Orang Tionghoa banyak yang berprofesi sebagai pengusaha atau pedagang. Disamping etnis Tionghoa, etnis Minangkabau juga banyak yang berdagang, di antaranya perdagangan grosir
dan eceran di pasar-pasar tradisional kota Jakarta.
Masyarakat
dari Indonesia Timur, terutama etnis Bugis, Makassar, dan Ambon, terkonsentrasi
di wilayah Tanjung Priok.
Di wilayah ini pula, masih banyak terdapat masyarakat keturunan Portugis, serta
orang-orang yang berasal dari Luzon, Filipina.
Geografi
Kota Jakarta
berlokasi di sebelah utara Pulau Jawa, di muara Ciliwung, Teluk Jakarta. Jakarta
terletak di dataran rendah pada ketinggian rata-rata 8 meter dpl. Hal ini mengakibatkan Jakarta sering
dilanda banjir. Sebelah selatan Jakarta merupakan daerah pegunungan dengan
curah hujan tinggi. Jakarta dilewati oleh 13 sungai yang semuanya bermuara ke Teluk Jakarta. Sungai
yang terpenting ialah Ciliwung, yang membelah kota menjadi dua. Sebelah timur
dan selatan Jakarta berbatasan dengan provinsi Jawa Barat dan di sebelah barat berbatasan dengan provinsi Banten.
Iklim
Jakarta memiliki suhu udara yang panas dan kering atau
beriklim tropis.

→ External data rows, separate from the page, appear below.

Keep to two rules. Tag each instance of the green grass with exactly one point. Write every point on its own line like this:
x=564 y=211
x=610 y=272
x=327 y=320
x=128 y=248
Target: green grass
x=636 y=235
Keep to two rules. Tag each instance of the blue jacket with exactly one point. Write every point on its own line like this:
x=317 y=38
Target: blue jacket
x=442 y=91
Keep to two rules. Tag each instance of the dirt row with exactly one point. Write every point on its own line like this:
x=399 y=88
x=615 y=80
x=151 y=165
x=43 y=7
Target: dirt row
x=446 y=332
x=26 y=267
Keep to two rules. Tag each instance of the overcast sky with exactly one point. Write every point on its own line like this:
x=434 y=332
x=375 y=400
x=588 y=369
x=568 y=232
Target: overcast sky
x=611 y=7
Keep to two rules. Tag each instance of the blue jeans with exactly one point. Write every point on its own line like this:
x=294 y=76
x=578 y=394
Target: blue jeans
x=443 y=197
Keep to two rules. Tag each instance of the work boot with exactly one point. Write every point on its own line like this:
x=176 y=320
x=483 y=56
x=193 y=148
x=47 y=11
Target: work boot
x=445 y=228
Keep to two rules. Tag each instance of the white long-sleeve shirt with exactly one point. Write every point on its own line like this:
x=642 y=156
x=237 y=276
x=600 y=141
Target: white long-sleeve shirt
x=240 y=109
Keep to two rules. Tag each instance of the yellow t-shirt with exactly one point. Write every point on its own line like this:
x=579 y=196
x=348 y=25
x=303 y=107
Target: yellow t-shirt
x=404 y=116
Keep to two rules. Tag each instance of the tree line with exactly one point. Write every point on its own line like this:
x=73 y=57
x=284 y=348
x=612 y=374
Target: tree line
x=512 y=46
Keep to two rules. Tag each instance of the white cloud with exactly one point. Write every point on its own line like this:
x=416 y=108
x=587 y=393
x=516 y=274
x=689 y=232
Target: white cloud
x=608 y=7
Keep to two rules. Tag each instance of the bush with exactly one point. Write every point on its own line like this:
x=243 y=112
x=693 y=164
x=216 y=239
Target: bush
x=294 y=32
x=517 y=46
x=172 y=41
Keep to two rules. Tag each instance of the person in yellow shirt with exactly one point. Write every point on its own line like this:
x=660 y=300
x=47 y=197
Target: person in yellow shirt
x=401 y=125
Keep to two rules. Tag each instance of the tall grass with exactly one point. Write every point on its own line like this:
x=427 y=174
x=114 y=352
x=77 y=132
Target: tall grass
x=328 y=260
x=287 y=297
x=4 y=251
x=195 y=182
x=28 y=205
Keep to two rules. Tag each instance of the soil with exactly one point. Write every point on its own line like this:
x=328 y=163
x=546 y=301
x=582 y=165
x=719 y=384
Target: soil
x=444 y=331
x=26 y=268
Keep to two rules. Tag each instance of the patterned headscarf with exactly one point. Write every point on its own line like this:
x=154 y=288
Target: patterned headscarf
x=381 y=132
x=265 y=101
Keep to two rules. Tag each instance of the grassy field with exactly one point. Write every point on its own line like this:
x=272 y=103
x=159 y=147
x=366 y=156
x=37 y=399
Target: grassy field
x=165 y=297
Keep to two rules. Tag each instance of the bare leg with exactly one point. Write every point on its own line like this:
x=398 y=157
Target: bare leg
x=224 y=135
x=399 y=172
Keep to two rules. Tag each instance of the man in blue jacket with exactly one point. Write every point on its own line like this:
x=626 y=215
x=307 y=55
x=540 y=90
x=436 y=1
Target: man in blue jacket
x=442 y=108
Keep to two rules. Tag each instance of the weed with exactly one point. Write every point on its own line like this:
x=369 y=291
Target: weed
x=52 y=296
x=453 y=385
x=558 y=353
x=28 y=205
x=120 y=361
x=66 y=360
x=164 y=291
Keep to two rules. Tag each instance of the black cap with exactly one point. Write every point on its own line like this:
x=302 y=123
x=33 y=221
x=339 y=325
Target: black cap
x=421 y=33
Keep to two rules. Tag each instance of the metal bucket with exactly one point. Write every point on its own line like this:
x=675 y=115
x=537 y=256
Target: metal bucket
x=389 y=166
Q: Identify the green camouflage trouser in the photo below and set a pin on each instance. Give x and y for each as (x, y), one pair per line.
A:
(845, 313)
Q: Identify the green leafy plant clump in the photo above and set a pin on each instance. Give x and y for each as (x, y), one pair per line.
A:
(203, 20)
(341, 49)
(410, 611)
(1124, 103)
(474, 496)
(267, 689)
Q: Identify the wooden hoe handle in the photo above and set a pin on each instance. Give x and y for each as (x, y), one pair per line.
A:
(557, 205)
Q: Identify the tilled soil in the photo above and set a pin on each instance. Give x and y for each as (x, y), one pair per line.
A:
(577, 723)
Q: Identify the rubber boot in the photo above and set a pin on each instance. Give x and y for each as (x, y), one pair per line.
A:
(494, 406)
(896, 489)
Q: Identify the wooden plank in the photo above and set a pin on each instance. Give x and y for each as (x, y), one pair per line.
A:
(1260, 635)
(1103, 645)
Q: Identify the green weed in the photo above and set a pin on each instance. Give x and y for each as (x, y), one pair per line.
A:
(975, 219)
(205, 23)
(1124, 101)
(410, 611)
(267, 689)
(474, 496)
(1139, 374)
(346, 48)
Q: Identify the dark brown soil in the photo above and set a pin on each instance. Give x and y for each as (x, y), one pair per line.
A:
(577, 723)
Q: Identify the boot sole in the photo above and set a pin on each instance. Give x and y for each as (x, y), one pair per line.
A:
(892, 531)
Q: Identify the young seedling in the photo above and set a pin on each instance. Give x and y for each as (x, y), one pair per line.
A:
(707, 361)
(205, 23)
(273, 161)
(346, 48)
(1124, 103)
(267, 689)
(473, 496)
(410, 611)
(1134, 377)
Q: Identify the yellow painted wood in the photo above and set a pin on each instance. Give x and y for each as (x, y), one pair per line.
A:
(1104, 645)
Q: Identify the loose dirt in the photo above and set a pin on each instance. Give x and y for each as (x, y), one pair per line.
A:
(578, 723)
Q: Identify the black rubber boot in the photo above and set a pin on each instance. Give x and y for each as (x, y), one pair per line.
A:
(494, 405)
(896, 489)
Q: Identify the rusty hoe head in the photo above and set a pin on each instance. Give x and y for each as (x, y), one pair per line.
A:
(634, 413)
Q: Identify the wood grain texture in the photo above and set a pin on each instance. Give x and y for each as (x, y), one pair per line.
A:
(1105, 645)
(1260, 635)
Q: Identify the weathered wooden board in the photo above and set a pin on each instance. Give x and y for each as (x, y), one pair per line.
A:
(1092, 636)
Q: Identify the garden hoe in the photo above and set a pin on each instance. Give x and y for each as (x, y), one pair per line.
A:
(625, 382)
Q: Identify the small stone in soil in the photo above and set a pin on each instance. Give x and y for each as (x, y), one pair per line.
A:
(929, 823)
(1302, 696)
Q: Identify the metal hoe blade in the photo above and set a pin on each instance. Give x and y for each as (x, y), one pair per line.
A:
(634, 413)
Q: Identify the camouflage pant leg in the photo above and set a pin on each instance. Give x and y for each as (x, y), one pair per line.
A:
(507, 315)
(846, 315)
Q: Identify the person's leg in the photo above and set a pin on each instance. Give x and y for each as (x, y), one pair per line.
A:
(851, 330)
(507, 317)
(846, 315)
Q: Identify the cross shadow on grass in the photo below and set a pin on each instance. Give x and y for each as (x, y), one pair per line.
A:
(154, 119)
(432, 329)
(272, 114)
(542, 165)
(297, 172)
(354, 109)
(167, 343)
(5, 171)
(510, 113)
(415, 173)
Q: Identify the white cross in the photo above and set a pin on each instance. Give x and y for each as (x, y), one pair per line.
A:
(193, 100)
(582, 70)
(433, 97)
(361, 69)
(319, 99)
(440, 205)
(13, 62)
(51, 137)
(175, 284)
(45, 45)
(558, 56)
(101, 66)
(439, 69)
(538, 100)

Terletak di bagian barat Indonesia, Jakarta mengalami puncak
musim penghujan pada bulan Januari dan Februari dengan rata-rata curah hujan
350 milimeter dengan suhu rata-rata 27 °C. Curah hujan antara bulan
Januari dan awal Februari sangat tinggi, pada saat itulah Jakarta dilanda
banjir setiap tahunnya, dan puncak musim kemarau pada bulan Agustus dengan
rata-rata curah hujan 60 milimeter . Bulan September dan awal oktober adalah
hari-hari yang sangat panas di Jakata, suhu udara dapat mencapai 40 °C.
Suhu rata-rata tahunan berkisar antara 25°-38 °C (77°-100 °F).